You can hate the game, say the rallies are fake, the fundamentals suck, but you have to trade what you know. And when there is a lot of fear over something that isn't that scary, that presents a buying opportunity. These dips happen over and over again, and you would think traders would eventually catch on to the fact that they are usually buying opportunities and not a start of some big correction, but 2008 is still seared into the minds of so many investors. Eventually these dips will keep going down and be the start of a bear market but probably only after we get some real economic weakness.
The market overreacted on the Clinton emails and Trump gaining in the polls. You are taking a lot of that back today. Based on what happened in Brexit, I am pretty sure you aren't going to rip too much higher than these levels ahead of the election results. At the same time, odds are very high that we have reached the apex in fear (as measured by VIX and put/call ratios) for the next few weeks (barring a Trump win, which objectively by most pollsters is about 15% probability). That is not tiny, but it is small enough to make the risk/reward from buying equities ahead of election results a positive EV bet.
I would roughly guess that a Trump win would drop the S&P about 80 points the next day. A Clinton win would probably raise the S&P up about 30 points. Given what I think odds of Trump winning are(about 15%), it is probably a good bet to go long. However, unlike Brexit, if Trump wins, I don't see a quick dip and then rip because of international money that is scared to death of Trump and will flee US stocks as a result. That would take several weeks to play out.
I eventually think that would set up a monster long buying opportunity into the trough of that selling, but I don't see such a short correction like Brexit. A Trump win would be much more of a shock to the system than a Brexit.
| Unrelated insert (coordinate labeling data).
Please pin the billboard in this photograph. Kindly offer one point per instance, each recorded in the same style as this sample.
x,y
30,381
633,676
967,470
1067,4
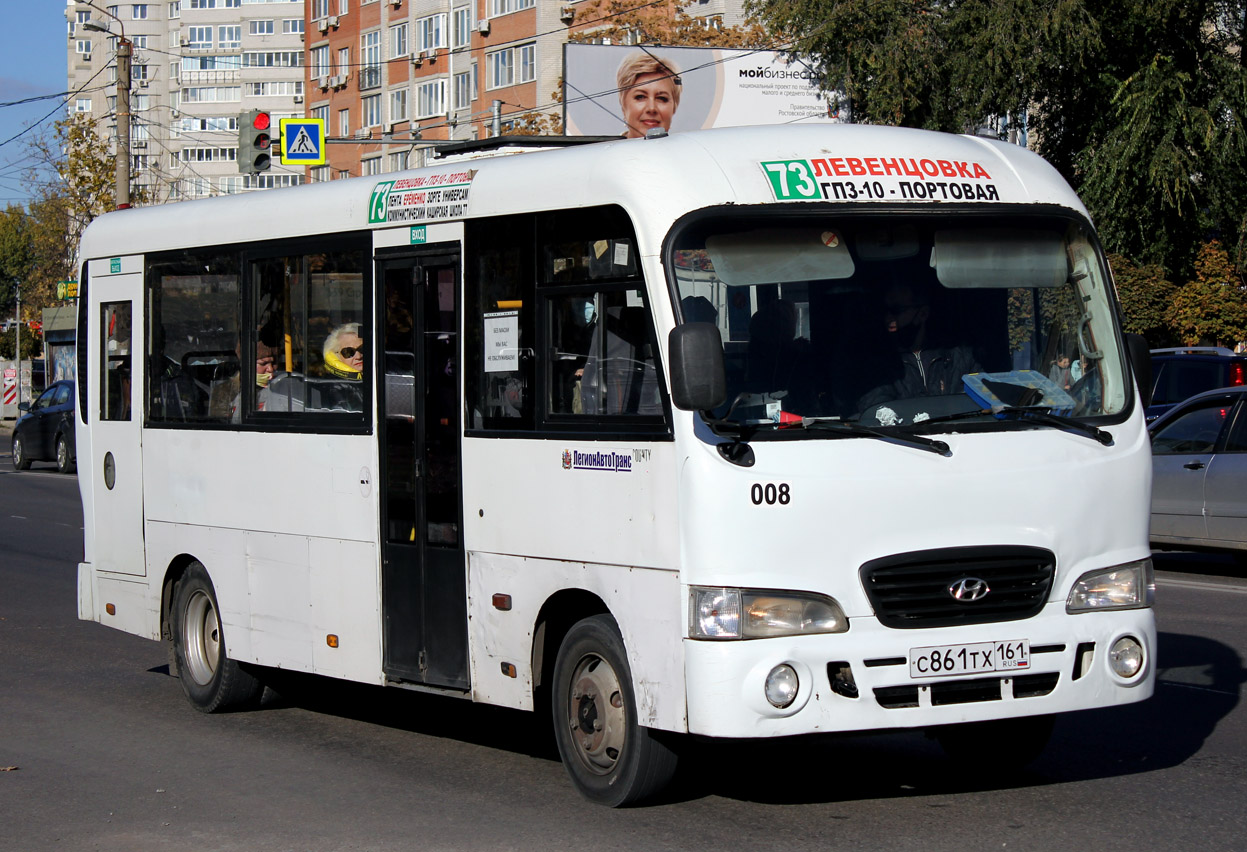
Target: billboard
x,y
717,87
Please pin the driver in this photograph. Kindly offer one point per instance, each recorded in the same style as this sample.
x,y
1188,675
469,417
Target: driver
x,y
925,369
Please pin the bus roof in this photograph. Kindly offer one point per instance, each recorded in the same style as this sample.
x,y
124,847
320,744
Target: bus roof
x,y
656,180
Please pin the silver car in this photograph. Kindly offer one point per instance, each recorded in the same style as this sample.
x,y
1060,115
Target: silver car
x,y
1200,473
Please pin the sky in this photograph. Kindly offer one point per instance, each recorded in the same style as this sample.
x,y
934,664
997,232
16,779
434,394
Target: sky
x,y
31,65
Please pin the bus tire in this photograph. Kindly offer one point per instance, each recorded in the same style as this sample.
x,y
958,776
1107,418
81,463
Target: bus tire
x,y
64,460
1000,745
212,681
609,756
20,460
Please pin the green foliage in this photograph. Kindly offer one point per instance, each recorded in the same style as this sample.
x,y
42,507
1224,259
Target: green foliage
x,y
31,343
1211,309
1140,104
1145,295
934,64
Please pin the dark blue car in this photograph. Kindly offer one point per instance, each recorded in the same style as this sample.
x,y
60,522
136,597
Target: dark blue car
x,y
45,429
1179,374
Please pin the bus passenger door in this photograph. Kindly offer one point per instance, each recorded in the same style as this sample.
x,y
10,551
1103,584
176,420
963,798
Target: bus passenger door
x,y
115,414
424,581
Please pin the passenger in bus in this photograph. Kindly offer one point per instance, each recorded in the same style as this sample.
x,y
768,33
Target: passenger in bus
x,y
649,91
927,367
344,352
Easily by a factor of 100. It would be more of a dip, dip some more, spend some time lower, scare the foreigners out of US stocks, and then rip for months on end.
Under a Clinton win scenario, you will get a big gap up that can eventually take the market up to 2160-2170 resistance zone over several days, and then we probably fade ahead of ECB and FOMC in December.
As for the Congressional races, I don't think those will matter much, because frankly, the Republicans and Democrats probably can't do anything substantial enough to affect the economy.
The odds favor the bulls. I remain long S&P.